The suit was filed in U.S. District Court in
Washington July 19, under auspices of the We the People Foundation, by Mark
Lane, longtime general counsel to the now-defunct Spotlight and its
publisher, Liberty Lobby.
Plaintiffs argue that, when citizens exercise
their First Amendment right to petition government for a redress of grievances,
they suffer retaliation from the Internal Revenue Service and other federal
agencies.
“These are people who have, for years, raised
questions,” Lane told American Free Press. “The only answer came when
the IRS told The New York Times that ‘we are answering those petitions
through enforcement actions.’ Congress used to answer all questions raised by
citizens. The foundation has a good case under the law.”

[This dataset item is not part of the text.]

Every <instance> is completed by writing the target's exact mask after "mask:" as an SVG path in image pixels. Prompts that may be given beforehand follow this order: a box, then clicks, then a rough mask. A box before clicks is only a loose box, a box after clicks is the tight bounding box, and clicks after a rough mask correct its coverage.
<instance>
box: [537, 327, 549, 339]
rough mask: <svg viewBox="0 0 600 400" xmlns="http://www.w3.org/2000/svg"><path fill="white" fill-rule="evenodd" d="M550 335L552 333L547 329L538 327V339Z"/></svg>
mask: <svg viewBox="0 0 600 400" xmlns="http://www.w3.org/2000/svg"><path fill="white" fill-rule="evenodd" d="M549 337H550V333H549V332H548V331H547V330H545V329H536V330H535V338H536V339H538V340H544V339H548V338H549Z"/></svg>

In the past five years, the foundation said, 14,592
citizens have petitioned the president and every member of Congress for redress
of grievances relating to the invasion of Iraq, the taxing clauses of the
Constitution and the direct tax on labor, the money clauses and national debt
and privacy clauses and the Patriot Act.
“Thus far, the executive and legislative branches
have arrogantly refused to answer the people’s questions; they have refused to
be held accountable to the Constitution,” Bob Schulz, chairman of the
foundation, told AFP.
The Constitution “not only guarantees the people’s
right to petition the government for a redress of grievances and obligates the
government to properly respond, but guarantees the people the right to retain
their money until their grievances are addressed,” Schulz said.
“Instead of answering the questions the government
has been retaliating against the growing number of people who have decided to
take a principled stand in defense of their First Amendment rights by retaining
the money,” Schulz said.
They will ask the court, he said, to order the
government to answer the questions and, if it refuses, “to enjoin the
administration from further punishing the petitioners until the questions are
answered.”
However, government and some private lawyers say
it is illegal to refuse to pay taxes on such grounds and those who do risk
prison and fines. “I’m not advising anybody to do that,” Lane said.
Joining Schulz as plaintiffs of record were three
former IRS agents: Joseph Banister, John Turner and Sherry Jackson.
The government is retaliating against petitioners
“by sending plaintiffs threatening letters; placing liens on plaintiffs’
property; levying and seizing plaintiffs property and/or wages; raiding
plaintiffs’ homes and/or offices; forcing plaintiffs to appear before administrative,
civil and/or criminal tribunals; denying plaintiffs due process or by some
other enforcement action,” the foundation charges.
The judiciary has never required the IRS or
Congress “to specify where exactly within the [tax] code that an individual is
mandated by law to pay taxes on wages he has earned,” the petition argues.
Unanswered questions include how the United States
can invade Iraq without a declaration of war by Congress as required by the
Constitution and how the Federal Reserve—a private group of bankers—can print
dollars when the Constitution limits that power to Congress.
“The people are the source of all political power
and, in America, all of government is limited by a written Constitution,”
Schulz said.
“Any right that is not enforceable is not a
right,” he added. “The petition process is the only non-violent instrument
available for the individual and the minority to hold government accountable to
the Constitution. The ballot is merely an instrument for the majority.”